The Outdoor Education Advantage
TCS has long incorporated outdoor education into its curriculum. Here's why: Music class takes on a different feel when you're singing along with a guitar in a circle in the woods. Science is even more fun when you learn about the water cycle while standing ankle-deep in a creek. Math becomes hands-on when you dig in the dirt to estimate the number of worms in a cubic foot of topsoil. Weekly time for independent reading can be truly magical when everyone is sitting under their favorite tree.

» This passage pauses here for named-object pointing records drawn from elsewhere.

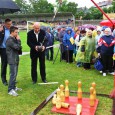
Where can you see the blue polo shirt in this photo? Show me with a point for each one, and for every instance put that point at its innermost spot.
(7, 34)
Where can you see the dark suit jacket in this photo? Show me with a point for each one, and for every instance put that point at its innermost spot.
(32, 41)
(2, 33)
(13, 46)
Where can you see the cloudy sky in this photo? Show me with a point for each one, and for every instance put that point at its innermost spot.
(81, 3)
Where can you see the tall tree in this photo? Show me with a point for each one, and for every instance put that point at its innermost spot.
(24, 7)
(41, 6)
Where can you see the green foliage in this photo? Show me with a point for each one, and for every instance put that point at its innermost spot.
(68, 7)
(24, 7)
(41, 6)
(32, 95)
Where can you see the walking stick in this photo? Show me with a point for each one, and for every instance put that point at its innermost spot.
(112, 95)
(68, 54)
(56, 55)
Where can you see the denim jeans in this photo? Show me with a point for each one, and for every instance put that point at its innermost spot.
(13, 74)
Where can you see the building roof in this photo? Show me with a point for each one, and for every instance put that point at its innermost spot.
(104, 3)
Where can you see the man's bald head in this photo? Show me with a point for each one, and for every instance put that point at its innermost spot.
(36, 27)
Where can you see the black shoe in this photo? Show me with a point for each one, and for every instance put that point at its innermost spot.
(34, 82)
(5, 83)
(45, 81)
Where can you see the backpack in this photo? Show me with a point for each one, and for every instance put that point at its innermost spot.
(98, 65)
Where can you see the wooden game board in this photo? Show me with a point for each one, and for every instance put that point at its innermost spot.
(73, 101)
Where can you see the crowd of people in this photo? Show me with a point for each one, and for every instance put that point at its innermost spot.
(87, 45)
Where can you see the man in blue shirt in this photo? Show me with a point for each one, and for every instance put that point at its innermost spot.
(4, 34)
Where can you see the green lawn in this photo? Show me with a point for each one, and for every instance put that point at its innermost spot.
(32, 95)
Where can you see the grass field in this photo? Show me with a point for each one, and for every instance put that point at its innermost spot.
(32, 95)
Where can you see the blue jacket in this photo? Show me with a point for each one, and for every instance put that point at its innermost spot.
(66, 39)
(107, 47)
(50, 39)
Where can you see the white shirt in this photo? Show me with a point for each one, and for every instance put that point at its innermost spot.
(36, 35)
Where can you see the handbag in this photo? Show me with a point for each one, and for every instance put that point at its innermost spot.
(98, 65)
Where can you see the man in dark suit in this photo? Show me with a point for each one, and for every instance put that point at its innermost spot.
(4, 34)
(37, 42)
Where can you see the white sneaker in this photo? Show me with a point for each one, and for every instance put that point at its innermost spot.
(18, 89)
(112, 73)
(104, 74)
(13, 93)
(100, 71)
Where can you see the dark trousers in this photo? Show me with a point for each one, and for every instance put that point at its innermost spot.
(13, 75)
(107, 63)
(63, 52)
(87, 65)
(69, 56)
(3, 64)
(49, 53)
(41, 56)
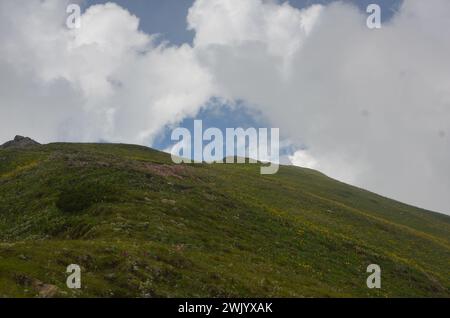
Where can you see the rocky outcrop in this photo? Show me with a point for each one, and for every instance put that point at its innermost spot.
(20, 142)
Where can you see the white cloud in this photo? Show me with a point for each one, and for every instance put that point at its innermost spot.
(372, 107)
(106, 80)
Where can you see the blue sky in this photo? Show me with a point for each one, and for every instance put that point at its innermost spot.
(168, 18)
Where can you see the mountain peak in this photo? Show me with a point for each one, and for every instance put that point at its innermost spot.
(20, 142)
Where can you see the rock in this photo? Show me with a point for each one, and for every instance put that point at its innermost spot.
(167, 201)
(48, 291)
(20, 142)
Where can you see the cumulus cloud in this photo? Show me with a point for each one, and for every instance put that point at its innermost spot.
(369, 107)
(106, 80)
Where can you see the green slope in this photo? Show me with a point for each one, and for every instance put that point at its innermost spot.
(140, 226)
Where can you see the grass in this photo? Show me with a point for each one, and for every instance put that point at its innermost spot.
(140, 226)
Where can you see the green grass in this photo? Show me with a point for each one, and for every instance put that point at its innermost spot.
(140, 226)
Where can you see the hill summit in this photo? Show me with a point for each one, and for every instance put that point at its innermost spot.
(20, 142)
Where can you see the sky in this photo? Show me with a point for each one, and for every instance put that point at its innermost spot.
(369, 107)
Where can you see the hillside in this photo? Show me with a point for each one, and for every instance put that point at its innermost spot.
(140, 226)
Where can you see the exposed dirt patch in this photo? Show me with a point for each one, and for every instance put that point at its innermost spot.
(162, 170)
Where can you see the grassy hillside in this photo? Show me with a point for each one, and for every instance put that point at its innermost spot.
(140, 226)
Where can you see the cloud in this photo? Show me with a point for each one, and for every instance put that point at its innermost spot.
(369, 107)
(106, 80)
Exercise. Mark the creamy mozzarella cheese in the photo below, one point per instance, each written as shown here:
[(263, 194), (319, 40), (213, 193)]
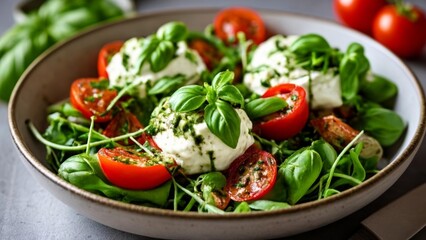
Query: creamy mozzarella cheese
[(122, 68), (269, 67), (186, 138)]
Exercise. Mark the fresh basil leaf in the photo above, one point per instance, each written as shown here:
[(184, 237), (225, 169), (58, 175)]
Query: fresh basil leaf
[(326, 151), (349, 69), (188, 98), (306, 44), (224, 122), (231, 94), (378, 89), (167, 85), (382, 124), (355, 48), (261, 107), (173, 31), (300, 171), (222, 79), (162, 56), (242, 207)]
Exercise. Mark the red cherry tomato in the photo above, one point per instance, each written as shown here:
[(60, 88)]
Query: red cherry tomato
[(125, 122), (358, 14), (405, 37), (251, 176), (209, 53), (131, 170), (230, 21), (91, 98), (104, 56), (285, 124)]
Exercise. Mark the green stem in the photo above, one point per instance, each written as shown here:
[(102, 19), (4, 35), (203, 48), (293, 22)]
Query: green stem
[(200, 201), (333, 168), (80, 147), (89, 137)]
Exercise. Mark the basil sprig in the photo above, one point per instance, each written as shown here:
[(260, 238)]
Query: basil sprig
[(159, 49), (217, 101), (54, 21), (353, 67)]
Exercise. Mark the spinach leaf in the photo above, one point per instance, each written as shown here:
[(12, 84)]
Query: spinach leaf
[(83, 171), (300, 171)]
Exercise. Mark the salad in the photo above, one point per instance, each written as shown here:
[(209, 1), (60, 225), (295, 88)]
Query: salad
[(226, 120)]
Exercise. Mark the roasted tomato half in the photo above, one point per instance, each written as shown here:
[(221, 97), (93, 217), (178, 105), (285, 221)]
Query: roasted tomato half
[(290, 121)]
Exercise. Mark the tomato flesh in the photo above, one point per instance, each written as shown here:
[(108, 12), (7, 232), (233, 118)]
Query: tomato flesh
[(230, 21), (285, 124), (91, 100), (131, 170), (104, 56), (403, 36), (251, 176)]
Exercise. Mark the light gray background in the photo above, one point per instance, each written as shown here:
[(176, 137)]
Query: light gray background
[(27, 211)]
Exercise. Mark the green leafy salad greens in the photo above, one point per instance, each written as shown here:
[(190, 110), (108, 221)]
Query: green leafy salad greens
[(54, 21), (308, 165)]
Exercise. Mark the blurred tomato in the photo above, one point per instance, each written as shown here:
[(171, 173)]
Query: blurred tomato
[(358, 14), (402, 29)]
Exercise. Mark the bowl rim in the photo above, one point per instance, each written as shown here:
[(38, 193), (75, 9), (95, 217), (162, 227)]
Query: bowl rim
[(356, 190)]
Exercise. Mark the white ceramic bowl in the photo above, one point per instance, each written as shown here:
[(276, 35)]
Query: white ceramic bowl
[(48, 79)]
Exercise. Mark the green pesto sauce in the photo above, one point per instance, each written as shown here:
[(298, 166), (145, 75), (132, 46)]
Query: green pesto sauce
[(182, 124)]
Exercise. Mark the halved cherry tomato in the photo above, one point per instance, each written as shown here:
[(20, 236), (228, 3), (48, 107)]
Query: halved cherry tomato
[(221, 199), (91, 98), (209, 53), (131, 170), (285, 124), (403, 32), (230, 21), (251, 176), (126, 122), (104, 56)]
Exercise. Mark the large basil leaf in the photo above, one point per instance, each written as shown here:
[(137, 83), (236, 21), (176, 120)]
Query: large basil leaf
[(231, 94), (382, 124), (224, 122), (300, 171), (56, 20), (162, 56), (188, 98), (309, 43)]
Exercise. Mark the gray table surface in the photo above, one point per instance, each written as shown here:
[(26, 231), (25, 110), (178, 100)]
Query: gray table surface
[(27, 211)]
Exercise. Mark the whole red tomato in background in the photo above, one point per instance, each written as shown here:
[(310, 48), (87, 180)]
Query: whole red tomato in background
[(403, 32), (358, 14)]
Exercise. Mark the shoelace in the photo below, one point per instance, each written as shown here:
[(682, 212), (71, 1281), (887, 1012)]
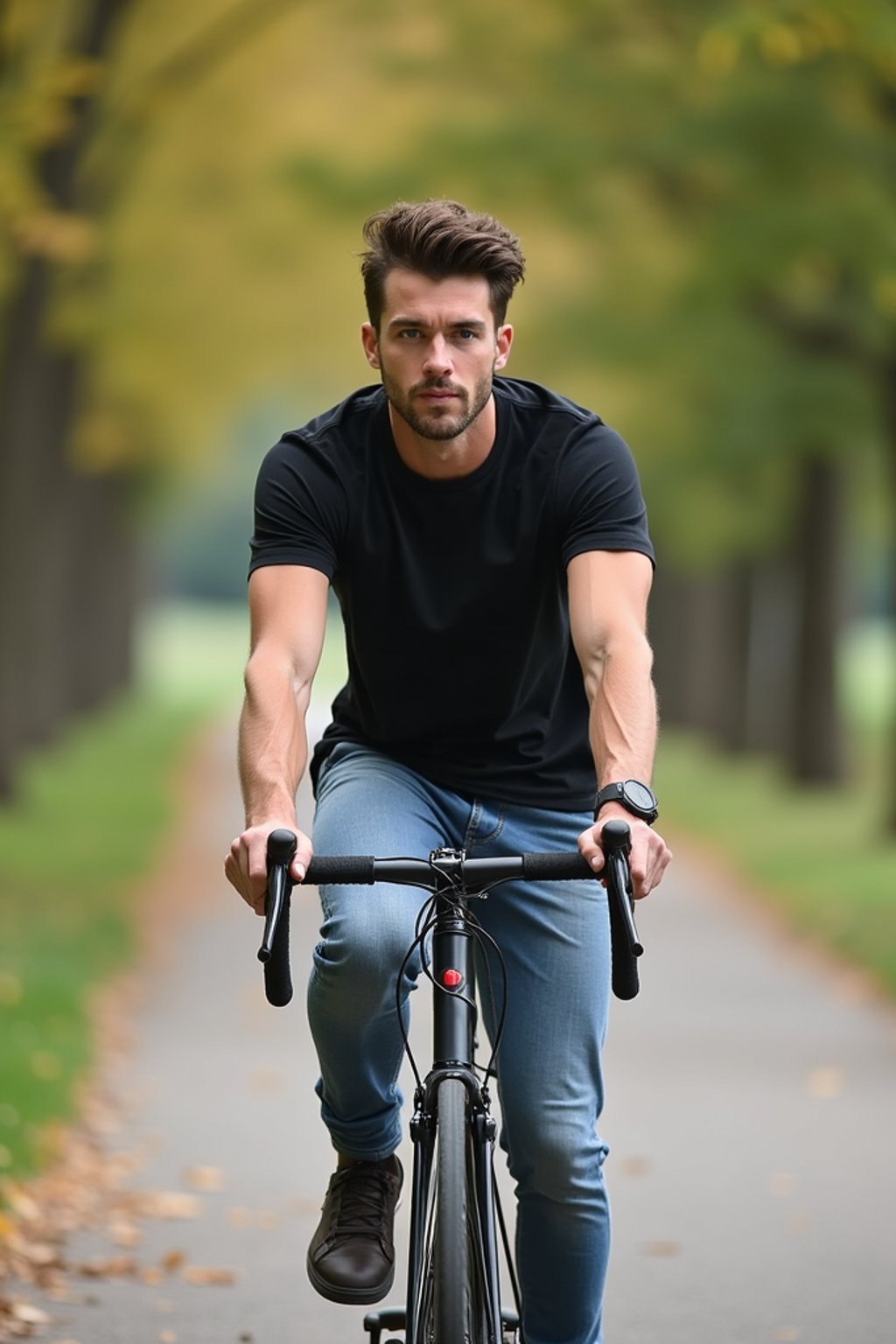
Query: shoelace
[(363, 1198)]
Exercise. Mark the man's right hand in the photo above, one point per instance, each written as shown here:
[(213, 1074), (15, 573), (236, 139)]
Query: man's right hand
[(246, 864)]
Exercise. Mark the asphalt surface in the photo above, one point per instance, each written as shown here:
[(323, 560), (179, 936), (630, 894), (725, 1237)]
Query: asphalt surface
[(751, 1113)]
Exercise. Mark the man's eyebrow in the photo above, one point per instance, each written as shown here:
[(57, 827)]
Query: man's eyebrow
[(466, 323)]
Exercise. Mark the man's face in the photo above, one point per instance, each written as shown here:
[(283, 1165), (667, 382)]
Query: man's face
[(437, 351)]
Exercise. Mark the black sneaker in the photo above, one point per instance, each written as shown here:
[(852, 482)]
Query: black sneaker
[(351, 1256)]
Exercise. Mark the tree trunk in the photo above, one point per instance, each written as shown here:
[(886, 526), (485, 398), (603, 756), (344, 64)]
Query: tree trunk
[(38, 399), (817, 745)]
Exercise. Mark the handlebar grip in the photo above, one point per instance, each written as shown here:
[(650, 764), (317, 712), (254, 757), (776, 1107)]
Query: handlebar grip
[(274, 949), (615, 842)]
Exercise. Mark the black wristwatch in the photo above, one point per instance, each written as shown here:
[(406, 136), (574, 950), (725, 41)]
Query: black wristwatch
[(633, 796)]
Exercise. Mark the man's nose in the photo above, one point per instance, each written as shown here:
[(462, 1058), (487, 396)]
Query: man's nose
[(438, 356)]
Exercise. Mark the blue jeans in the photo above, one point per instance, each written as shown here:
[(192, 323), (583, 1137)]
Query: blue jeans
[(556, 947)]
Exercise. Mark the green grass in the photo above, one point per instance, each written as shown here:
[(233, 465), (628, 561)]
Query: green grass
[(88, 822)]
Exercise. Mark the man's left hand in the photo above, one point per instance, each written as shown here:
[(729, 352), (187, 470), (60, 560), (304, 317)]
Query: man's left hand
[(649, 855)]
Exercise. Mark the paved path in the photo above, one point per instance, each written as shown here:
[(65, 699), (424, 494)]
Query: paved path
[(751, 1118)]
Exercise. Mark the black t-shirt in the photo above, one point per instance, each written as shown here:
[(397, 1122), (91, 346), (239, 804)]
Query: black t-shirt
[(453, 592)]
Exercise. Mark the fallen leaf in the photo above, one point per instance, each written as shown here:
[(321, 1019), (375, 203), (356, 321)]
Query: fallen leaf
[(29, 1314), (125, 1234), (826, 1083), (662, 1250), (205, 1276), (108, 1266)]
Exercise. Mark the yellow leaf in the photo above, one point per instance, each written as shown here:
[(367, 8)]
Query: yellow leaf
[(207, 1277)]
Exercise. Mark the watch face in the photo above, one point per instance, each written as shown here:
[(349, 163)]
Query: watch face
[(640, 794)]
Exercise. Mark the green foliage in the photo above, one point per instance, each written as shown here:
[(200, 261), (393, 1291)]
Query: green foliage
[(87, 825)]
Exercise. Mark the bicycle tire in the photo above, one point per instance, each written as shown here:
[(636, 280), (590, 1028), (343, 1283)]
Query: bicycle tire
[(458, 1278)]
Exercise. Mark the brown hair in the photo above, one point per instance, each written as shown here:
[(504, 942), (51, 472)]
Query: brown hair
[(439, 238)]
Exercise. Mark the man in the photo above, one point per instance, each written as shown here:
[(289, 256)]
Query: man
[(486, 541)]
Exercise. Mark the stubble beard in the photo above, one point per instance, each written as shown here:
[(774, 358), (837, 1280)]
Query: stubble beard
[(439, 425)]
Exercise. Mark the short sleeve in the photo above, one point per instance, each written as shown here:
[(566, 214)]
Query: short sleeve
[(599, 500), (300, 508)]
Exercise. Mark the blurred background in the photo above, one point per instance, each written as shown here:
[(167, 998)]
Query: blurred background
[(705, 195)]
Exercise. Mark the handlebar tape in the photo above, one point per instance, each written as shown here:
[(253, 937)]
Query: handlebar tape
[(556, 867), (355, 869)]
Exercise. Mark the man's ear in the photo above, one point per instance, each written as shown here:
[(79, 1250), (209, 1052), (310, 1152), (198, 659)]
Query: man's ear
[(371, 344), (504, 341)]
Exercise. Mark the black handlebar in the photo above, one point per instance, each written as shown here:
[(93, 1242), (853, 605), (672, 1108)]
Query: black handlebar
[(366, 870)]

The Evidence for Outdoor Education
It turns out that educational research backs us up: kids learn more, retain more, and stay more interested and focused on learning if the learning venue is outdoors. Here proven benefits of outdoor education:
significantly raises student science test scores
enhances attitude about school
improves in-school behavior
improves attendance
enhances student achievement
decreases symptoms of ADHD
decreases stress in both students and teachers
more engagement and hands-on learning
Researchers contribute the increase in performance to the increased relevance and hands-on experience of learning outdoors.
Studies show that students who learn outdoors develop a sense of self, independence, confidence, creativity, decision-making, and problem-solving skills, empathy towards others, motor skills, self-discipline, and initiative.
Outdoor experiences also help students increase their understanding of their natural and human communities which leads to a sense of place. Through connection to place, students develop stronger environmental attitudes and civic behaviors.
The Children's School on the Leading Edge
We continue our commitment to nature play and nature education, as well as using our outdoor spaces and outdoor field trips in innovative ways. Each classroom spends a day in the woods every other week. Older students participate in forest stewardship activities to learn more about forest preservation and the environment through hands-on action.
Our outdoor education is also enriched with learning about and respecting the natural history of the land and the indigenous tribes whose native land we reside on in the metropolitan Chicago area. We affirm the Forest Preserve's land acknowledgment and seek out ways to cooperate in ongoing activities that foster respect for native tribes and care for their land and its resources.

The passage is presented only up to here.